2008-10-20 04:26:18

by Hidehiro Kawai

[permalink] [raw]
Subject: status of the ext3/jbd error handling enhancement patches

Hi Andrew,

Thank you for pushing my ext3/jbd to Linus. But some of patches
in -mm (following three patches) haven't been sent to Linus.

#jbd-fix-error-handling-for-checkpoint-io.patch: double-check this
jbd-fix-error-handling-for-checkpoint-io.patch
ext3-add-checks-for-errors-from-jbd.patch
jbd-test-bh_write_eio-to-detect-errors-on-metadata-buffers.patch

They improve filesystem corruption problem and it is needed by
mission critical systems.

Could you tell me what is your concern (you commented, "double-check
this") ? Are there something that I can help? For example, I can
provide some SystemTap scripts to help tests.

Thank you,
--
Hidehiro Kawai
Hitachi, Systems Development Laboratory
Linux Technology Center




2008-10-20 05:14:13

by Andrew Morton

[permalink] [raw]
Subject: Re: status of the ext3/jbd error handling enhancement patches

On Mon, 20 Oct 2008 13:25:01 +0900 Hidehiro Kawai <[email protected]> wrote:

> Hi Andrew,
>
> Thank you for pushing my ext3/jbd to Linus. But some of patches
> in -mm (following three patches) haven't been sent to Linus.
>
> #jbd-fix-error-handling-for-checkpoint-io.patch: double-check this
> jbd-fix-error-handling-for-checkpoint-io.patch
> ext3-add-checks-for-errors-from-jbd.patch
> jbd-test-bh_write_eio-to-detect-errors-on-metadata-buffers.patch
>
> They improve filesystem corruption problem and it is needed by
> mission critical systems.
>
> Could you tell me what is your concern (you commented, "double-check
> this") ? Are there something that I can help? For example, I can
> provide some SystemTap scripts to help tests.

I forget my reasons for that - would need to go back and review the
discussions when the patch was first merged.

One of the above patches (I forget which) breaks the build because it
expects the presence of Al Viro's VFS tree, and that hasn't been merged
yet. I need to wait and see if that merge will be happening (seems
unlikely) and if not, rework the patch against mainline.

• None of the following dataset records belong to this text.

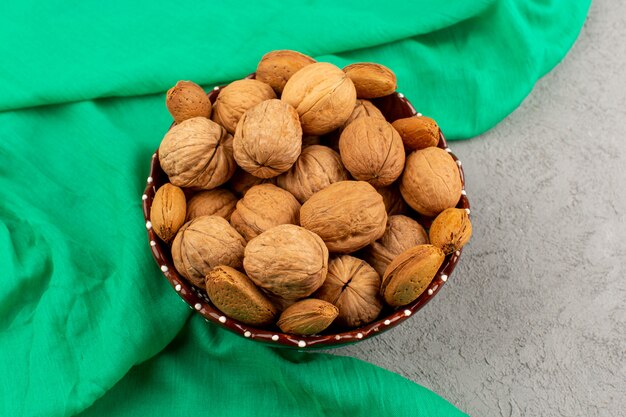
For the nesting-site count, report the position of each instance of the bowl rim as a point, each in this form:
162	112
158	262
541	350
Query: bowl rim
199	301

Quie a few patches (5%?) tend to get delayed like this due to missing
dependencies.

2008-10-20 12:41:53

by Theodore Ts'o

[permalink] [raw]
Subject: Re: status of the ext3/jbd error handling enhancement patches

On Sun, Oct 19, 2008 at 10:13:31PM -0700, Andrew Morton wrote:
> > #jbd-fix-error-handling-for-checkpoint-io.patch: double-check this
> > jbd-fix-error-handling-for-checkpoint-io.patch
> > ext3-add-checks-for-errors-from-jbd.patch
> > jbd-test-bh_write_eio-to-detect-errors-on-metadata-buffers.patch
> >
> > They improve filesystem corruption problem and it is needed by
> > mission critical systems.
> >
> > Could you tell me what is your concern (you commented, "double-check
> > this") ? Are there something that I can help? For example, I can
> > provide some SystemTap scripts to help tests.
>
> I forget my reasons for that - would need to go back and review the
> discussions when the patch was first merged.
>
> One of the above patches (I forget which) breaks the build because it
> expects the presence of Al Viro's VFS tree, and that hasn't been merged
> yet. I need to wait and see if that merge will be happening (seems
> unlikely) and if not, rework the patch against mainline.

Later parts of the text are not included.